Dressing professionally doesn’t mean you have to negate your identity or individuality. The template has been endlessly remixed by different groups and can continue to evolve in its meaning. Mostly, I think this is a good problem to have. The decline of dress codes is part of a broader question about how we negotiate different cultural identities in a common society. Office dress codes are messy right now, but they’re relatively trivial in the grand scheme of things and will hopefully one day work themselves out. 
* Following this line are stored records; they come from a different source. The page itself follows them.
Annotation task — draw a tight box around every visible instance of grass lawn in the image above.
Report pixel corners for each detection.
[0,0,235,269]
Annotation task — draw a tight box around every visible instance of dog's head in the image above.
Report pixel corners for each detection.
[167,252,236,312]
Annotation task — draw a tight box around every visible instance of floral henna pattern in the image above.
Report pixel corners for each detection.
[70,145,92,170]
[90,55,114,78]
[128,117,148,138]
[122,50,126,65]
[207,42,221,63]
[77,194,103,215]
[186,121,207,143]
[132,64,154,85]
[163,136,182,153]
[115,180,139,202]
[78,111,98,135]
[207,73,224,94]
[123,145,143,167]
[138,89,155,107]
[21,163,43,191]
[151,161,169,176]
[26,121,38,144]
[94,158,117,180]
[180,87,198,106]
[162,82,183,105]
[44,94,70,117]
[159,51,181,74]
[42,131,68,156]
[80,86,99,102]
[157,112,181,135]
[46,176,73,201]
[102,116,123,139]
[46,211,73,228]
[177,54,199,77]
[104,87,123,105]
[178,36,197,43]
In the early 1990s, Stuart Hall, a Jamaican-born British cultural theorist, wrote about the challenges thrown up by conflicting definitions of culture, community, and nation. As Hall notes, “common culture” and “common society” are two different things, and this is something we should embrace, not run away from. “It should not be necessary to look, walk, feel, think, speak exactly like a paid-up member of the buttoned-up, stiff-upper-lipped, fully corseted and free-born Englishman, culturally to be accorded either the informal courtesy and respect of civil social intercourse or the rights of entitlement and citizenship,” he wrote. “Since cultural diversity is, increasingly, the fate of the modern world, and ethnic absolutism a regressive feature of late-modernity, the greatest danger now arises from forms of national and cultural identity — new or old — which attempt to secure their identity by adopting closed versions of culture or community and by the refusal to engage — in the name of an ‘oppressed white minority’ (sic) — with the difficult problems that arise from trying to live with difference. The capacity to live with difference is, in my view, the coming question of the twenty-first century.” For those of us obsessed with clothes, the question is what an ideal workplace would look like, both in social order and dress culture.